RG numéro : F19/00189

EXPOSÉ DU LITIGE

Le 15 juillet 2015, Mme [H] [L] a été reconnue travailleur handicapée.

Elle a été embauchée le 19 octobre 2017 par la société Bien à la maison en qualité d'aide à domicile, suivant contrat à durée indéterminée à temps partiel régi par la convention collective nationale des services à la personne.

Le 10 août 2019, elle a pris acte de la rupture de son contrat de travail.

Le 27 août 2019, elle a saisi la juridiction prud'homale.

Par jugement du 29 avril 2021, le conseil de prud'hommes de Bayonne a notamment :

- dit que la prise d'acte de rupture du contrat de travail par Mme [H] [L] est une démission,

- rejeté les demandes de Mme [H] [L],

- condamné Mme [H] [L] aux dépens,

- condamné Mme [H] [L] à verser à la société Bien à la maison une indemnité de 300 € au titre de l'article 700 du « code civil ».

Le 14 mai 2021, Mme [H] [L] a interjeté appel de ce jugement dans des conditions de forme et de délai qui ne sont pas contestées.

Dans ses dernières conclusions adressées au greffe par voie électronique le 2 août 2021, auxquelles il y a lieu de se référer pour l'exposé des faits et des moyens, Mme [H] [L] demande à la cour de :

- infirmer en toutes ses dispositions le jugement entrepris,

- et statuant à nouveau :

- requalifier la prise d'acte de rupture du contrat de travail du 10 août 2019 en licenciement sans cause réelle et sérieuse,

- condamner la société Bien à la maison à lui verser les sommes suivantes :

* 4 000 € nets à titre d'indemnité pour licenciement sans cause réelle et sérieuse,

* 251 € nets à titre d'indemnité de licenciement,

* 3 006 € bruts à titre d'indemnité compensatrice de préavis,

* 300,60 € bruts à titre d'indemnité de congés payés sur préavis.

- condamner la société Bien à la maison à lui verser la somme de 1 000 € pour non respect par l'employeur de son obligation de résultat en matière de protection de la santé des salariés,

- condamner la société Bien à la maison à lui verser la somme de 3 000 € au titre de l'article 700 du code de procédure civile,

- ordonner l'exécution provisoire,

- condamner la société Bien à la maison aux dépens.
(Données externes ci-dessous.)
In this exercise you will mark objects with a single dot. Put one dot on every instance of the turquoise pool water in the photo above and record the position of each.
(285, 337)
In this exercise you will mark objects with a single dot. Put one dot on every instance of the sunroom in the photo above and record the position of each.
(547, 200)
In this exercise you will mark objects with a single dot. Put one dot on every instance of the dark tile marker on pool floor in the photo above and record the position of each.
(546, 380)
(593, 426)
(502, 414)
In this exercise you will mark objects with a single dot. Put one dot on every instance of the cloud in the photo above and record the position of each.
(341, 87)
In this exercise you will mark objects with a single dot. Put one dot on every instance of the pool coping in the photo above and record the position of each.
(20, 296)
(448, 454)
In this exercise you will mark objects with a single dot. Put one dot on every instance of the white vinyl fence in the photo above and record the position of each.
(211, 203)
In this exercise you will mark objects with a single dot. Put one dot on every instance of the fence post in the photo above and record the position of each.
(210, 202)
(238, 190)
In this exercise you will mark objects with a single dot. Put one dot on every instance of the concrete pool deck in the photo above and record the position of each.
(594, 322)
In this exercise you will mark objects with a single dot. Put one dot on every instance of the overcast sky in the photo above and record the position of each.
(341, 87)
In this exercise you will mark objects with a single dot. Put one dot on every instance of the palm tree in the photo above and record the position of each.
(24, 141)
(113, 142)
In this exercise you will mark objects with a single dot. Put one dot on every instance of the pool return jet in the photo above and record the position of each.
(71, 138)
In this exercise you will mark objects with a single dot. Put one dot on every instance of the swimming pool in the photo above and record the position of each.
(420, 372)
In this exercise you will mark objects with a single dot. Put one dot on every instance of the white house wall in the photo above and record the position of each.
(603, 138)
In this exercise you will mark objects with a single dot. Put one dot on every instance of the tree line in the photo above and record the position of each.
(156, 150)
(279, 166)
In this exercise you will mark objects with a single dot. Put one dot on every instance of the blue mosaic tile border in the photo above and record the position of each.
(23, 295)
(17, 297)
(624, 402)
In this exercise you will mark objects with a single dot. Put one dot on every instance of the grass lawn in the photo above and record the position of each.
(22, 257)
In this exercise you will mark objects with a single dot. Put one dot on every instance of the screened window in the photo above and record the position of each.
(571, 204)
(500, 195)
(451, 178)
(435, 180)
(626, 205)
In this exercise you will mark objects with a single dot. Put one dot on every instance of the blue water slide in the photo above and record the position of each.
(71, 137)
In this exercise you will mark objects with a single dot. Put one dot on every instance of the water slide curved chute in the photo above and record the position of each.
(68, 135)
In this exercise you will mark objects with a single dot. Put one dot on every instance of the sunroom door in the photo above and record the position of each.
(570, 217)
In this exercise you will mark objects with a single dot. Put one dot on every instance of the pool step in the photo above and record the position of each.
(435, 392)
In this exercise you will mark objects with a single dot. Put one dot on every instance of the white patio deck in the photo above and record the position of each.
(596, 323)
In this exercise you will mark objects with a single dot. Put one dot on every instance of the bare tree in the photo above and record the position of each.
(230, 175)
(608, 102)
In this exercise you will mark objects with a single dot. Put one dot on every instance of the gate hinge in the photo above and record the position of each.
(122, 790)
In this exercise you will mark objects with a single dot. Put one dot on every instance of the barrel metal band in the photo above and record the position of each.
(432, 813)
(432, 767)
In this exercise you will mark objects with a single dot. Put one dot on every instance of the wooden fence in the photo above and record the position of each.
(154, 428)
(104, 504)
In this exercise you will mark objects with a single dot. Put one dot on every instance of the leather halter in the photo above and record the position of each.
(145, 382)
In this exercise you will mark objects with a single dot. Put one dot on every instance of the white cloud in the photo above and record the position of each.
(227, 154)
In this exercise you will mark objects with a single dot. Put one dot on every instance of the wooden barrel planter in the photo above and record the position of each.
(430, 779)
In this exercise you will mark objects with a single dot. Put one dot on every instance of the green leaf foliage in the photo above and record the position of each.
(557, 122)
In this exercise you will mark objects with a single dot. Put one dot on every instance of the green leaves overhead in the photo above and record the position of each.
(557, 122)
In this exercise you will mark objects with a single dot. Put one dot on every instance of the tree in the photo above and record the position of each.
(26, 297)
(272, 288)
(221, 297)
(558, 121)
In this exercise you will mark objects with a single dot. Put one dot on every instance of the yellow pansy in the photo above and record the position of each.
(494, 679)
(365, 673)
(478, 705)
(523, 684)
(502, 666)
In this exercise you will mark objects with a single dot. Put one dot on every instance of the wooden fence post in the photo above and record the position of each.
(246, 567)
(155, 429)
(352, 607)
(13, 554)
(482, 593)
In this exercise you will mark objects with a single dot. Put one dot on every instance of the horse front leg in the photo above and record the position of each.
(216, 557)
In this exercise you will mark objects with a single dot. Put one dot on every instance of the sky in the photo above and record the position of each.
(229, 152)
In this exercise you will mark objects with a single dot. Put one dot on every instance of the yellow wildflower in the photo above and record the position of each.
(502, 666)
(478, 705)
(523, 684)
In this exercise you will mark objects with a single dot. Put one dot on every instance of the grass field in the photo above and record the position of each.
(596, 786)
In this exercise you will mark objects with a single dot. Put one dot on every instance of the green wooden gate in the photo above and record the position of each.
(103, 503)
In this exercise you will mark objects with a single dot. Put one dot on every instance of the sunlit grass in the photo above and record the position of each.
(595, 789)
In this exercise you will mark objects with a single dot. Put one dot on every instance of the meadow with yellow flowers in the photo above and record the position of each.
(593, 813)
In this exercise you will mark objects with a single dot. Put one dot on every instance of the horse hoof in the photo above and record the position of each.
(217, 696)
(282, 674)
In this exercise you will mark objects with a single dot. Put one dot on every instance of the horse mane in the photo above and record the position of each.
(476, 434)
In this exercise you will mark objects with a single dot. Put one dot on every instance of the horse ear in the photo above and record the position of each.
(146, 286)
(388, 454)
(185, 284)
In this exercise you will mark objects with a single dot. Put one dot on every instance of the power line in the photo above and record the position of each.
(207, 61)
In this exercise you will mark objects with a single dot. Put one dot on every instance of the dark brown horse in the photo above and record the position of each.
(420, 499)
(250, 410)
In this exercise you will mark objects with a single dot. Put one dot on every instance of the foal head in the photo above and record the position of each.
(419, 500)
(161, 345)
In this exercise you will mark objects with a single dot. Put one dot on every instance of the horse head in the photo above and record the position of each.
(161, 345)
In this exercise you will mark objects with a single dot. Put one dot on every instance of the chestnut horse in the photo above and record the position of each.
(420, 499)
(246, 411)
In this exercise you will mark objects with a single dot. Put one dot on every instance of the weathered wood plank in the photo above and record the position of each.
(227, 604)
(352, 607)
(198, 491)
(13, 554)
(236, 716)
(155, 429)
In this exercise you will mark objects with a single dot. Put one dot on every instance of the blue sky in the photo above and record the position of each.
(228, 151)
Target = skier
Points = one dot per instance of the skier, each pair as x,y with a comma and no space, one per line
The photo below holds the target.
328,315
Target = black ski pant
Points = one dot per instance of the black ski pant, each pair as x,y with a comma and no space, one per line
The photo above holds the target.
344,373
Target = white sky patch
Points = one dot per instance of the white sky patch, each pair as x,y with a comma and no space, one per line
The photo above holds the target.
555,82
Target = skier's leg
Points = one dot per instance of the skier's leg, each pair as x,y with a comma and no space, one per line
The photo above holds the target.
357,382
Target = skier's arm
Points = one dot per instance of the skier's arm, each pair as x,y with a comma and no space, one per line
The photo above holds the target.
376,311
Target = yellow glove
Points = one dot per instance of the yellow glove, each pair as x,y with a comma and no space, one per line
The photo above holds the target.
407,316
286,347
Dans ses dernières conclusions adressées au greffe par voie électronique le 19 octobre 2021, auxquelles il y a lieu de se référer pour l'exposé des faits et des moyens, la société Bien à la maison demande à la cour de :

- confirmer le jugement entrepris en ce qu'il a dit et jugé que la prise d'acte devait s'analyser en une démission, en ce qu'il a débouté Mme [H] [L] de toutes ses demandes et en ce qu'il l'a condamnée à verser à la société 300 € au titre des dispositions de l'article l'article 700 du code de procédure civile,

- condamner reconventionnellement Mme [H] [L] à lui verser la somme de 2 000 € au titre des dispositions de l'article 700 du code de procédure civile.

L'ordonnance de clôture est intervenue le 12 décembre 2022.